歩いて行けるぐらいだったので、私の母が付き添って行きましたが、検査をして驚愕。
白血球の数値が超異常。
若い人なら立ってもいられない程の数値。
祖父は昨年96歳の高齢、身体も痛みを感じにくくなっているのだろうということ。
緊急手術、そして入院。
胆汁を外に出すパイプがつけられた。
祖父としては家を出る時、まさかもう二度と生きてこの家に帰って来れないとは想像もしてなかったと思います。
簡単な手術のようで、無事に病室に戻って眠っていた。
しかし、その夜になって急変。
夜中の12時頃、心臓が止まって急遽心臓マッサージ。
人口呼吸器?をつけられ、とりあえず命はとりとめたが意識が戻らない。
「近い親戚の方に集まってもらうように」ということで、夜中大分から高速飛ばして実家の佐伯へ。
祖父は呼吸はしているものの、意識はない。
私はそのとき、また元気になって家に戻れると安易に思っていました。
そして翌日、担当医師より母へ苦渋の選択を迫られる言葉が告げられた。
「私の経験では、もう長くはないと思います。持って3日から一週間。次またいつ心臓が止まるかわからない。高齢なので、できることも限られます。そうなったらどうするか、家族の方と話し合っておいてください。」
予断を許さない状況ということがわかった。
もちろん、少しでも長く生きてもらいたい。
家では93歳の祖母も待っている。(うちは長生きの家系か、祖父の母は102歳まで生きて大往生だった。)

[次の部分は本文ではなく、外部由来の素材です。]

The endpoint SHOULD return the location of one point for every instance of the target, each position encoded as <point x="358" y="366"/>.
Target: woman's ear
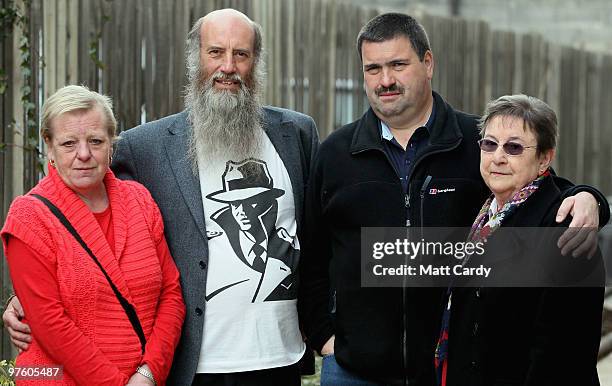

でも、意識が戻らないままただ人工的に延命させるのも辛い。
毎晩、病室で祖父の隣で寝る母の身体も心配。
いろいろな身内の方の生活リズムが狂う。
皆それぞれ身近に問題や課題を抱えている。
苦渋の選択の末、祖父の自然の状態に従うことにした。
「次に心臓が止まったら、もういいです。安らかに眠らせてあげてください。」
それから意識は戻らないまま3日、見舞いに行って祖父の手を取ると、もう風船人形のようにむくんでいた。
話かけても何も返って来ない。
ときより、足がピクッ、ピクッって動くのを見てると、何故かこちらの心が穏やかにおかしい気持ちになる。
でもやはり不自然な動きだ。
1週間後、何故か、薄く開いた瞼の奥で眼球が右左に動く。
一瞬、「エッ、見えてる?!」、私の希望的観測でした。
やはり、不自然、人工的な動き。
結果このまま、12月29日の夕方、再度心臓が止まり、他界。
30日に通夜、31日に葬儀。
2親等内での葬儀は、32年ぶり。
90代の身内がまだ3人(義父一人)います。
やはり、みんな元気が何より。(いい眠りのお陰だと思ってます。)
いっしょに暮らしてなくても、見えない糸で繋がってます。
祖父の死は、日頃意識してない『繋がり』というものの大切さに目を向けられる機会となりました。
思い出すのは、生前(90歳前後)のある日、私とふたりきりになった時、ぽつり呟くように話してくれたこと。
「天伸、この歳になるまで商売も含めいろいろなことをやって失敗もたくさんしてきた。でもやって失敗したことは後悔してない。むしろやらなかったことの方が後悔が残っている。・・・・」
この言葉が祖父が人生を通して、孫である私に遺してくれた言葉。
そして、私がこのことを忘れない限り、祖父はずっと私の心の中で生き続ける。
これからは、ずっと近くで私達家族のことを見守っててください。